Folgende Anmerkungen sollten bei der Auswertung der Versuche Benetzung von Baumwolle und Wollfaden auf der Wasseroberfläche beachtet werden.

Im Vergleich zu Wassermolekülen innerhalb eines Tropfens befinden sich die Moleküle an der Oberfläche in einem energetisch ungünstigen Zustand, weshalb eine Minimierung der Oberfläche angestrebt wird. Da Kugeln bei gleichbleibender Masse die geometrische Form mit der geringsten Oberfläche darstellen, bilden sich in der Gasphase nahezu runde Wassertropfen. Kommen die Tropfen mit einer festen Phase in Kontakt, dann treten die Wassermoleküle neben der Gasphase auch mit der festen Phase in Wechselwirkung. Der Grad der Benetzung der festen Oberfläche, hängt dabei zum einen von der Art der Wechselwirkungen, zum anderen von der Beschaffenheit der Oberfläche ab. Starke anziehende Wechselwirkungen zwischen den Wassermolekülen und der festen Phase, wie beispielsweise die Ausbildung von Wasserstoffbrückenbindungen, führen zu einer flachen Tropfenform und einer stärkeren Benetzung der Oberfläche. Bei schwachen Wechselwirkungen ist es hingegen für die Wassermoleküle energetisch günstiger, die Kontaktfläche mit der festen Phase und gleichzeitig auch die Oberfläche des Tropfens möglichst gering zu halten (siehe Abbildung). Entsprechend ihrer Wechselwirkungen mit Wasser werden die Oberflächen als hydrophil oder hydrophob bezeichnet, wobei das Maß der Benetzung mithilfe des Kontaktwinkels θ beschrieben wird.

 

Schematische Darstellung der Benetzung einer hydrophoben (A) sowie einer hydrophilen Oberfläche (B) durch einen Wassertropfen.

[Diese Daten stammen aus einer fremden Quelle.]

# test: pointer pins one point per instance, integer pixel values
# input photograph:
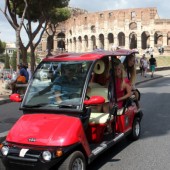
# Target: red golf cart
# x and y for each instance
(62, 127)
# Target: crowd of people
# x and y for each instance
(146, 64)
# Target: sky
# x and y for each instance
(7, 33)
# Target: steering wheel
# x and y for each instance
(74, 95)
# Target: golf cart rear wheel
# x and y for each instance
(136, 130)
(75, 161)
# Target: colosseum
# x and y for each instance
(137, 28)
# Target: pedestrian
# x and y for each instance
(141, 65)
(145, 66)
(152, 64)
(130, 71)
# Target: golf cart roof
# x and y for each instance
(90, 55)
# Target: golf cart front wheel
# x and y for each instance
(75, 161)
(136, 130)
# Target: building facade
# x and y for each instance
(10, 48)
(137, 28)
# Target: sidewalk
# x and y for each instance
(4, 94)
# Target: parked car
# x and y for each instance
(69, 133)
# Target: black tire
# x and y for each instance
(75, 161)
(136, 130)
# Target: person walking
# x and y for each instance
(141, 65)
(145, 65)
(152, 64)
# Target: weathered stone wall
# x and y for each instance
(137, 28)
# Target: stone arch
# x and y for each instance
(145, 40)
(133, 40)
(133, 26)
(101, 41)
(158, 38)
(121, 39)
(86, 42)
(61, 41)
(61, 35)
(93, 40)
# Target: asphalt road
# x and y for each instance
(151, 151)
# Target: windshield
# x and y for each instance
(57, 84)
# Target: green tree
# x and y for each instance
(57, 15)
(33, 17)
(13, 62)
(2, 47)
(7, 64)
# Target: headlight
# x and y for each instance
(5, 150)
(47, 155)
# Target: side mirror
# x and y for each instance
(94, 100)
(15, 97)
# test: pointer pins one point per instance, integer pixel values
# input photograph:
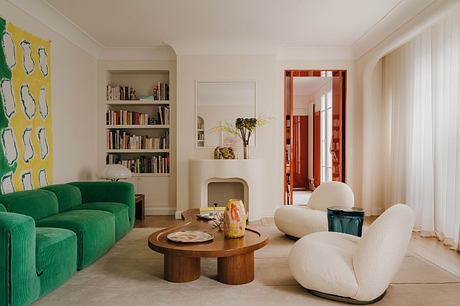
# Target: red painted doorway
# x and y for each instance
(309, 162)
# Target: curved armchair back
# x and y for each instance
(331, 194)
(381, 251)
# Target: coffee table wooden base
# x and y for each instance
(236, 270)
(181, 269)
(232, 270)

Abbildung: Schematische Darstellung der Benetzung einer hydrophoben (A) sowie einer hydrophilen Oberfläche (B) durch einen Wassertropfen.

 

Neben den Wechselwirkungen der festen Phase spielt auch die Beschaffenheit ihrer Oberfläche eine Rolle. Raue Oberflächen lassen Lufteinschlüsse zwischen der flüssigen und der festen Phase zu, so dass neben den flüssig-festen auch flüssig-gasförmige Phasengrenzen vorliegen (Abbildung 21A). Dadurch wird makroskopisch die hydrophile Eigenschaft der Oberfläche herabgesetzt. Tenside können die Benetzbarkeit von Oberflächen erhöhen, indem ihre hydrophilen Anteile Wechselwirkungen mit den Wassermolekülen und ihre hydrophoben Anteile Wechselwirkungen sowohl mit der festen (im Falle hydrophober glatter Oberflächen), als auch der gasförmigen Phase eingehen (siehe Abbildung B).

 

Die Benetzbarkeit einer rauen hydrophilen Oberfläche kann durch Lufteinschlüsse (A) herabgesetzt werden. Die Zugabe von Tensiden führt hingegen zu einer Erhöhung der Benetzbarkeit (B).

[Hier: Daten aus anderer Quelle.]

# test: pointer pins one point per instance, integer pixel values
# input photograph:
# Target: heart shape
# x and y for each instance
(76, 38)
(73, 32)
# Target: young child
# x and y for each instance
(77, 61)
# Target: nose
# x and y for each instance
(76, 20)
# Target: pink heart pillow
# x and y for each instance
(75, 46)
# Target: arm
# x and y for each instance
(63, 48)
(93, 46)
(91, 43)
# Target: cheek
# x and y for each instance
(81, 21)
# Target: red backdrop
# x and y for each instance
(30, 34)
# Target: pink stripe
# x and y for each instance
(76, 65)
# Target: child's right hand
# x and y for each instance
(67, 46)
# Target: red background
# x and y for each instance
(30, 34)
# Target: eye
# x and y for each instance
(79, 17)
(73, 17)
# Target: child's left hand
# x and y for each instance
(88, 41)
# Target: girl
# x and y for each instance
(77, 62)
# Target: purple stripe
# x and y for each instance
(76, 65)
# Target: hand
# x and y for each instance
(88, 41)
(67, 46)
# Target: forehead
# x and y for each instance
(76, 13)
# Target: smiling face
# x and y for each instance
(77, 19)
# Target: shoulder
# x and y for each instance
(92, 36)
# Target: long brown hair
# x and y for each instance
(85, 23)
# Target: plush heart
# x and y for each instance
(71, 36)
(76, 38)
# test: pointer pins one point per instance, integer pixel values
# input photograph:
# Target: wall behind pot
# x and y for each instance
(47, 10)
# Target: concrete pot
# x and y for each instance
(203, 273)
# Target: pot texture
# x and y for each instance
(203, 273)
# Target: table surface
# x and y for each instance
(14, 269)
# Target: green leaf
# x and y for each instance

Abbildung: Die Benetzbarkeit einer rauen hydrophilen Oberfläche kann durch Lufteinschlüsse (A) herabgesetzt werden. Die Zugabe von Tensiden führt hingegen zu einer Erhöhung der Benetzbarkeit (B).

 

Die hier verwendeten Woll- und Baumwollfasern sind eigentlich nur bedingt für die Betrachtung der Netzwirkung von Tensiden geeignet, da die Fasern auf makroskopischer Ebene hydrophobe Eigenschaften besitzen, die allein mit der Molekülstruktur nicht erklärt werden können. Vor dem Hintergrund, dass die Netzwirkung der Tenside jedoch eine wichtige Rolle in Waschprozessen spielt, ermöglichen es die Fasern, einen relevanten Bezug zur Lebenswelt der SuS herzustellen. Entsprechend ist es möglich die Fasern als eher hydrophob zu betrachten und ggf. in Bezug auf ihre Molekülstruktur auf den Einfluss von Lufteinschlüssen hinzuweisen. In diesem Zusammenhang können Tenside von den SuS als Teilchen verstanden werden, die sowohl mit der festen hydrophoben, als auch mit der flüssigen hydrophilen Phase wechselwirken und somit eine vollständige Benetzung der Fasern ermöglichen.

 

Literatur:

  • von Hoff, E. (2020). Entwicklung und Evaluation von Konzepten und Formaten zum Wissenstransfer von der Forschung in die Schule und Öffentlichkeit - Am Beispiel des SFB 803 (Dissertation). Georg-August-Universität Göttingen, Göttingen. Abrufbar unter http://hdl.handle.net/21.11130/00-1735-0000-0005-14C7-4.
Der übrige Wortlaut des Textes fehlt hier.